The "Great Commoner" did not add "these religious classes," for he belonged to the religious classes himself; but a study of the record will supply the gap. The Church opposed all the reform measures which Gladstone himself put through. It opposed the Reform Bill of 1832. It opposed all the social reforms of Lord Shaftesbury. This noble-hearted Englishman complained that at first only a single minister of religion supported him, and to the end only a few. He expressed himself as distressed and puzzled "to find support from infidels and non-professors; opposition or coldness from religionists or declaimers."

And to our own day it has been the same. In 1894 the House of Bishops voted solidly against the Employers' Liability Law. The House of Bishops opposed Home Rule, and beat it; the House of Bishops opposed Womans' Suffrage, and voted against it to the end, Concerning this establishment Lord Shaftesbury, himself the most devout of Englishmen, used the vivid phrase: "this vast aquarium full of cold-blooded life." He told the Bishops that he would give up preaching to them about ecclesiastical reform, because he knew that they would never begin. Another member of the British aristocracy, the Hon. Geo. Russell, has written of their record and adventures:

They were defenders of absolutism, slavery, and the bloody penal code; they were the resolute, opponents of every political or social reform; and they had their reward from the nation outside Parliament. The Bishop of Bristol had his palace sacked and burnt; the Bishop of London could not keep an engagement to preach lest the congregation should stone him. The Bishop of Litchfield barely escaped with his life after preaching at St. Bride's, Fleet Street. Archbishop Howley, entering Canterbury for his primary visitation, was insulted, spat upon, and only brought by a circuitous route to the Deanery, amid the execrations of the mob. On the 5th of November the Bishops of Exeter and Winchester were burnt in effigy close to their own palace gates. Archbishop Howley's chaplain complained that a dead cat had been thrown at him, when the Archbishop - a man of apostolic meekness - replied: "You should be thankful that it was not a live one."

people had reason for this conduct - as you will always find they have, if you take the trouble to inquire. Let me quote another member of the English ruling classes, Mr.
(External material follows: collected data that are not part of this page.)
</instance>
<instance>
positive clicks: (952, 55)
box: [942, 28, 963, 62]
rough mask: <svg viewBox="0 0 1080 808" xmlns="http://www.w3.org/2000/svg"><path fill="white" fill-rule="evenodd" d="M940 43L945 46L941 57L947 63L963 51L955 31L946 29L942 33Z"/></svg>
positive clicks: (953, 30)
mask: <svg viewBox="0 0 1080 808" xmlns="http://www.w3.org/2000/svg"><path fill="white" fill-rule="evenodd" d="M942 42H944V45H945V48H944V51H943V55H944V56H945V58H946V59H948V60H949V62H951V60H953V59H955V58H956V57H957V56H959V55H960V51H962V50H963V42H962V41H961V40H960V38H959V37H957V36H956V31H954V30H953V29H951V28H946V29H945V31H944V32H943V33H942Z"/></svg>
Conrad Noel, who gives "an instance of the procedure of Church and State about this period":

In 1832 six agricultural laborers in South Dorsetshire, led by one of their class, George Loveless, in receipt of 9s. a week each, demanded the 10s. rate of wages usual in the neighborhood. The result was a reduction to 8s. An appeal was made to the chairman of the local bench, who decided that they must work for whatever their masters chose to pay them. The parson, who had at first promised his help, now turned against them, and the masters promptly reduced the wage to 7s., with a threat of further reduction. Loveless then formed an agricultural union, for which all seven were arrested, treated as convicts, and committed to the assizes. The prison chaplain tried to bully them into submission. The judge determined to convict them, and directed that they should be tried for mutiny under an act of George III, specially passed to deal with the naval mutiny at the Nore. The grand jury were landowners, and the petty jury were farmers; both judge and jury were churchmen of the prevailing type. The judge summed up as follows: "Not for anything that you have done, or that I can prove that you intend to do, but for an example to others I consider it my duty to pass the sentence of seven years' penal transportation across His Majesty's high seas upon each and every one of you."